The apparently civil discussion surrounded a disagreement as to the repercussions of China's difficulties in enforcing intellectual property rights (IPR) protections. In short, Locke expressed his view that lack of IPR enforcement would stifle Chinese innovation. Li, on the other hand, merely expressed his disagreement and noted that China's policy focus instead needed to be on supporting entrepreneurs and removing barriers to their success. (Notice how Li cleverly took Locke's cue and changed the topic from IPR to innovation?)

So who is right about innovation? Where should China focus its policy in order to better support innovation? Should it beef up IPR enforcement, or should it focus on removing barriers to the private sector? Which would give it the biggest bang for its policy buck? (
Not that this is necessarily an either/or proposition -- China is big and rich enough now to do both -- but humor me on this.)

Some of my readers may be surprised to learn that I think Li Daokui was right. While Locke was certainly carrying out his duty as Ambassador by saying that China needs to improve IPR protection, the truth is that IPR protection has very little to do with innovation in a developing country like China. In fact, history tells us that, since the dawn of the Industrial Revolution, every subsequent country to jump on the development bandwagon has copied those who came before.
...every country that became economically great began by copying: the Germans copied the British; the Americans copied the British and the Germans, and the Japanese copied everybody.*
This is not to excuse the Chinese companies that blatantly copy foreign products and the government that often chooses to look the other way, but since Locke chose to introduce innovation into the discussion, the issue deserves a closer look.

My research on China's auto industry reveals that the most innovative among China's automakers are the private and independent automakers, not the massive state-owned enterprises (SOEs) with their foreign joint venture partners.
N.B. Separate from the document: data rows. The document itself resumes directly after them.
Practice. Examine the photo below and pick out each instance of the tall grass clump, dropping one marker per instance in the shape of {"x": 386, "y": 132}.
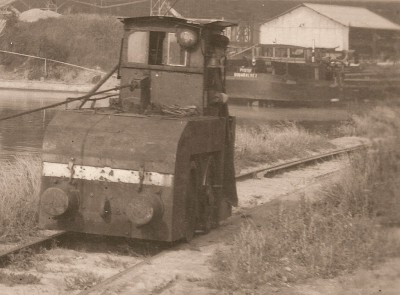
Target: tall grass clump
{"x": 19, "y": 196}
{"x": 267, "y": 144}
{"x": 87, "y": 40}
{"x": 346, "y": 228}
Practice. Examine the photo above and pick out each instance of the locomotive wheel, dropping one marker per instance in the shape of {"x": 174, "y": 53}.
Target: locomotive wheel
{"x": 192, "y": 203}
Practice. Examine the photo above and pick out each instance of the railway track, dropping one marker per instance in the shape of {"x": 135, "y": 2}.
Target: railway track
{"x": 48, "y": 241}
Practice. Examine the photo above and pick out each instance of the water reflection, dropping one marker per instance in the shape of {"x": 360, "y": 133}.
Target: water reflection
{"x": 24, "y": 135}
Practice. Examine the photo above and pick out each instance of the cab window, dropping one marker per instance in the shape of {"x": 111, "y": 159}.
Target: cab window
{"x": 156, "y": 48}
{"x": 138, "y": 47}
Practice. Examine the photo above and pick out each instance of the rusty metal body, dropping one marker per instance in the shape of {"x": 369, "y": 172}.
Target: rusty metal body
{"x": 133, "y": 169}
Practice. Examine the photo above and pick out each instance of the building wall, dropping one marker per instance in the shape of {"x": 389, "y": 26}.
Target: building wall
{"x": 302, "y": 27}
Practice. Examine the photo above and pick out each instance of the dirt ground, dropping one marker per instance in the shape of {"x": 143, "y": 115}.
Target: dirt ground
{"x": 186, "y": 269}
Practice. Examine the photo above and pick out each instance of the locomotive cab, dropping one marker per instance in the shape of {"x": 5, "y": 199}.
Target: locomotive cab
{"x": 158, "y": 162}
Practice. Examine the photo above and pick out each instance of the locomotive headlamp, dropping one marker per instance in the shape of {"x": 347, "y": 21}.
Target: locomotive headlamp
{"x": 187, "y": 38}
{"x": 56, "y": 201}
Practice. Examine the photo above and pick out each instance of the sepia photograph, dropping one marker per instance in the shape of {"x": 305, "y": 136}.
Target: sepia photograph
{"x": 203, "y": 147}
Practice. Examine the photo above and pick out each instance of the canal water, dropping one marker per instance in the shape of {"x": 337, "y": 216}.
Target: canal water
{"x": 24, "y": 135}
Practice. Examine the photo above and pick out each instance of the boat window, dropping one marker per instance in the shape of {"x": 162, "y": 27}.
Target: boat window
{"x": 138, "y": 47}
{"x": 177, "y": 55}
{"x": 280, "y": 52}
{"x": 297, "y": 52}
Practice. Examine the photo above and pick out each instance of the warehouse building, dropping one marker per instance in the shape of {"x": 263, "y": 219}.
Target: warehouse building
{"x": 340, "y": 28}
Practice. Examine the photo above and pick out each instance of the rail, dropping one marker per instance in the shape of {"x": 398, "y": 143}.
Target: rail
{"x": 262, "y": 171}
{"x": 6, "y": 257}
{"x": 44, "y": 242}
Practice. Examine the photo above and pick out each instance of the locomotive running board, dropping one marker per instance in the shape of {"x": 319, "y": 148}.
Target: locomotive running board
{"x": 107, "y": 174}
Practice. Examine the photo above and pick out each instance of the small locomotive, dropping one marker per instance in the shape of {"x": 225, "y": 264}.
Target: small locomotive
{"x": 158, "y": 162}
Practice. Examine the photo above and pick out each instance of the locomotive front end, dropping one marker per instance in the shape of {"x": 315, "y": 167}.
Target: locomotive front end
{"x": 157, "y": 164}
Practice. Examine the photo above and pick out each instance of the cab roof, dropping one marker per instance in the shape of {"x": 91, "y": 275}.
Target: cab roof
{"x": 222, "y": 24}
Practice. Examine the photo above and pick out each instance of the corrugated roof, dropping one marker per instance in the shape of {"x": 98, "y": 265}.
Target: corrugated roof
{"x": 350, "y": 16}
{"x": 5, "y": 2}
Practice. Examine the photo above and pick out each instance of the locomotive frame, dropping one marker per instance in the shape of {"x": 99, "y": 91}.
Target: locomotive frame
{"x": 158, "y": 162}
While private players have yet to introduce any real breakthrough innovation, their progress in developing new energy vehicles and unique Chinese brands is ahead of the SOEs. The reason for this (and you'll have to take my word for it until my book comes out) is twofold.

First, leadership positions in SOEs are essentially political positions. The men who run these companies have their eyes on their next job, which will be a political appointment to run an association or a local government, or even to become a Vice Minister or Minister in the central government. In order to better assure themselves of a good position, they tend to be risk-averse in their decision making.

Second, because these guys have short-term investment horizons, "wasting" money on R&D is not high on their agendas. R&D spending only helps the next guy. It is much easier to rake in profits building and selling foreign branded cars. They simply lack the career incentives to take the kind of risks that result in significant innovation.

(Here is another story today about how "JV brands" have not resulted in the innovation that the central government had been hoping for. Why? Again, forcing foreign partners to hand over technology does not translate into innovation, especially when leadership incentives are not changed. I previously wrote about this "JV brands" or "sub brands" issue several months back.)

So while Li Daokui seemed to be changing the subject above, he was actually addressing Locke's point about innovation. And if China's auto industry is any kind of indication for China as a whole, the central government would do well to follow Li's advice and remove the barriers that continue to marginalize private business in China.

Of course, as an American, I would like to see the home team do well, so if China continues to insist on a preponderance of state control over all of its major industries, I believe that will ultimately be to the advantage of China's competitors. And they need every advantage they can get.

* William Kingston, “An Agenda for Radical Intellectual Property Reform,” in International Public Goods and Transfer of Technology Under a Globalized Intellectual Property Regime, ed. Keith E. Maskus and Jerome H. Reichman (New York: Cambridge University Press, 2005), 658.